Some may choose to look at this as a case of the Cubs Fun Police pulling over a recalcitrant offender of baseball’s unwritten rules and trying to suck the fun from Javy’s game. At the risk of rubbing the wrong way those of you who feel that was at all the case Wednesday night, I’ve got to say that’s an awful take on the situation. Like, it’s just a totally incorrect interpretation of what Javy said.
It’d be one thing if they were getting on him for pimping a homer or celebrating a great play, but this was about him pouting after a pop-up. And it’s not as though this was some kind of all-out raid by the CFP, more like a friendly warning. Hell, maybe all they did was flash their lights at him briefly, just enough to establish an understanding that they’d seen him and that he needed to cool it.
To assume that you know what goes on in that clubhouse between the players when you’re not there is a mistake. And that’s just coming from a fan’s perspective; a writer doing it is flat-out irresponsible. For all we know, Javy has told his teammates to keep him in check and to help him with the growth I described above. Joe Maddon’s management style seems laissez faire from the outside, but the real intent is that his players hold each other accountable from the inside.

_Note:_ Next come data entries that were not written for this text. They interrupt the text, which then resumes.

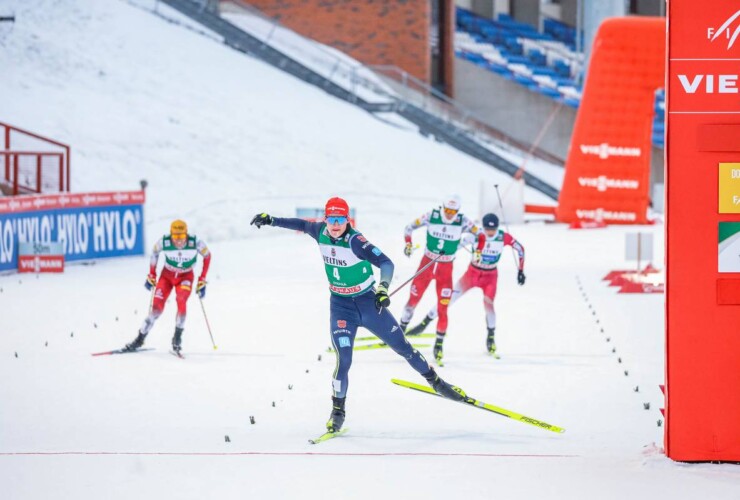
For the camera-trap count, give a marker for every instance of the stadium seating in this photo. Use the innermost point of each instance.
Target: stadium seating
(545, 62)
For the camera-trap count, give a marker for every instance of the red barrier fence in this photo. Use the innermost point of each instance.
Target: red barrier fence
(36, 165)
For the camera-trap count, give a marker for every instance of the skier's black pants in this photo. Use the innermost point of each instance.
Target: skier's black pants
(348, 313)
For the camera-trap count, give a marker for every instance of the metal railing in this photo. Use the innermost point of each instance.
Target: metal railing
(30, 162)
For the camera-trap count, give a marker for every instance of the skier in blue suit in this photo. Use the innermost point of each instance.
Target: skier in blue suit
(355, 301)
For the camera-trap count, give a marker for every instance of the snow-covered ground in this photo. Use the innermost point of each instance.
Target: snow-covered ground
(220, 136)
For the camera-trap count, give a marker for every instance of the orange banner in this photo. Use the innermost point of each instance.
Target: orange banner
(607, 173)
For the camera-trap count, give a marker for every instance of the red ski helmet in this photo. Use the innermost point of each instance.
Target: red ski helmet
(336, 206)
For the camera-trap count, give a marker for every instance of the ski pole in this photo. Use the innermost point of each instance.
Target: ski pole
(417, 274)
(501, 206)
(203, 308)
(151, 299)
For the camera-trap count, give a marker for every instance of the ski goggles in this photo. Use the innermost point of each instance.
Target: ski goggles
(336, 219)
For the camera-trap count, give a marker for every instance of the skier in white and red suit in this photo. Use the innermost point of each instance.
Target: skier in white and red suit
(180, 255)
(445, 226)
(483, 273)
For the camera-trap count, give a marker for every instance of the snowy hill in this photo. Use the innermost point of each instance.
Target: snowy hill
(220, 136)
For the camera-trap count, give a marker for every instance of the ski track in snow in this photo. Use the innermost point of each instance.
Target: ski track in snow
(219, 137)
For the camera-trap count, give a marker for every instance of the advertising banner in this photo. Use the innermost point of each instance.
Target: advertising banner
(40, 257)
(607, 172)
(702, 222)
(86, 225)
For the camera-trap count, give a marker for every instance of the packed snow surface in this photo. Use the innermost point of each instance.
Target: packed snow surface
(220, 136)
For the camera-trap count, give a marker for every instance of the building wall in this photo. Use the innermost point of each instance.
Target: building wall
(374, 32)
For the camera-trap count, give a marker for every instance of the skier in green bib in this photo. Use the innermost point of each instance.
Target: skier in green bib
(181, 252)
(445, 226)
(355, 300)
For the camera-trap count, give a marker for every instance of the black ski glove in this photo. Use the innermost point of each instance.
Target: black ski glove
(381, 296)
(520, 277)
(261, 220)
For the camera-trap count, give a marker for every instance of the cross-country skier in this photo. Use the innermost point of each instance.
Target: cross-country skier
(180, 254)
(483, 273)
(445, 226)
(348, 259)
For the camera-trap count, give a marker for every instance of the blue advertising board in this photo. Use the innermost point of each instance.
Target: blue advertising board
(88, 226)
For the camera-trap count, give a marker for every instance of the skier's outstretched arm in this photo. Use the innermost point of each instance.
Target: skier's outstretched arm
(151, 278)
(513, 243)
(313, 229)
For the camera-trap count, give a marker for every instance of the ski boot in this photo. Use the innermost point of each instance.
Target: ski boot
(443, 388)
(491, 343)
(336, 419)
(136, 343)
(177, 341)
(419, 329)
(437, 351)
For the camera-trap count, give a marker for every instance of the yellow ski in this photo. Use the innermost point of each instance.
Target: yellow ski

Javy is admitting as much with his public mea culpa, crediting the other guys on the team for coming to him and addressing it in a way that could help him to improve. Because you know what’s the most fun at the end of the day? Winning. All the flash and flair means nothing if it doesn’t translate to wins, which is something Javy discussed Wednesday night.

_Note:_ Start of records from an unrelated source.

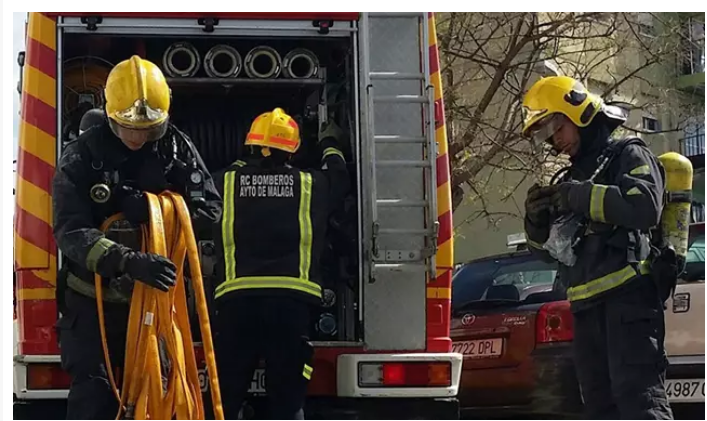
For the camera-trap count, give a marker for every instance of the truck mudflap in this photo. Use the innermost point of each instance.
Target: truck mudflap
(423, 375)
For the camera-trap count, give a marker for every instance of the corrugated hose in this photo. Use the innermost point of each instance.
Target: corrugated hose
(160, 378)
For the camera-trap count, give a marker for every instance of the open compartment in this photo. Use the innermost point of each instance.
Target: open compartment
(219, 85)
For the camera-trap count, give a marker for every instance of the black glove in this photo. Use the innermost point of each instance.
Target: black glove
(150, 269)
(560, 197)
(537, 205)
(134, 205)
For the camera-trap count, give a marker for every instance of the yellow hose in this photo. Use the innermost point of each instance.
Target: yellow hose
(162, 317)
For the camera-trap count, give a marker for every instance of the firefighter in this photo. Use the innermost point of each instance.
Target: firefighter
(271, 240)
(104, 172)
(619, 325)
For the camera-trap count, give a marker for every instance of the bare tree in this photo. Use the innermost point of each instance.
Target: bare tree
(489, 60)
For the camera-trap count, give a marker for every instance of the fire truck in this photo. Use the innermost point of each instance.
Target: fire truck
(382, 337)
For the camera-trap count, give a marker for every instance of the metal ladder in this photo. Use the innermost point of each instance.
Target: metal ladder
(377, 78)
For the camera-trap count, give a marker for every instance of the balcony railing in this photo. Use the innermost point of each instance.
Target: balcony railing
(693, 145)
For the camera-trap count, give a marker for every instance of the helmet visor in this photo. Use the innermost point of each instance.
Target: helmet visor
(135, 137)
(543, 130)
(140, 114)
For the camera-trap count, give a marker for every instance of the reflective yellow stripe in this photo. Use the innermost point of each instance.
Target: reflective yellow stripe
(641, 170)
(596, 203)
(633, 192)
(24, 294)
(228, 225)
(97, 251)
(307, 372)
(40, 85)
(305, 226)
(332, 151)
(605, 283)
(439, 292)
(258, 282)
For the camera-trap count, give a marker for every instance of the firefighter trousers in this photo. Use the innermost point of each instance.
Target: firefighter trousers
(272, 328)
(619, 355)
(90, 394)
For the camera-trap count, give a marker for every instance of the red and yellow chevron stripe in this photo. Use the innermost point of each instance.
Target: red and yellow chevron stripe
(35, 251)
(439, 290)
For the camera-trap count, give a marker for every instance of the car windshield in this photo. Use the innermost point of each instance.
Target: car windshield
(508, 278)
(695, 267)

“I’ve been focusing on just me and the pitcher out there,” He told Mooney (Twitter links here and here). “Forget about everything, launch angle, the miles (per hour) off the bat. I was hitting with all this stuff and I cleared my mind.
“It’s all about: Compete. That’s how I’ve been taking it and, obviously, you guys have seen it’s been great for me.”
It’s still early, but the strikeouts are down and the walks are up. He’s still making incredible plays with his legs and his bat, and he’s doing it in a more controlled manner. Anyone care to explain to me how that’s any less fun?
Rather just hoping lightning strikes his kite, Javy has removed the key from it and is using it to unlock a door that to this point has remained closed. It’s still dark in the room beyond, though, which is where the light bulb comes in handy. And given how high his ceiling is, it’ll take a few teammates giving Javy a boost to screw it in. It’s an overwrought analogy, to be sure, but baseball’s a pretty involved sport.
For as much as we celebrate individual exploits like those Javy is so often capable of, being part of a team that is truly invested in helping him to improve will allow him to be more consistently great. And God help his opponents should he figure out how to make that happen.
Ed. note: The author of the piece about the Cubs lecturing the fun out of Javy Baez, Bill Baer, made an apology of his own via Twitter Thursday morning. I’d like to applaud him for taking the time to reflect on what he’d written and the feedback he’d gotten. All too often, we see sportswriters and other talking heads simply double down on awful takes that they never really believed in in the first place.
Re: My Javier Baez article from last night — After chewing on feedback for a while, I think most of the critics are right. I rushed to judgment and didn't have the proper context for the Baez quotes. So, I would like to apologize to Baez, the Cubs, and @PJ_Mooney.
— Bill Baer (@Baer_Bill) April 12, 2018
I do think there's an issue in baseball where players police other players' behavior and try to tamp down fun, but this wasn't such an example. It's sort of like when they say when you have a hammer, everything starts to look like a nail.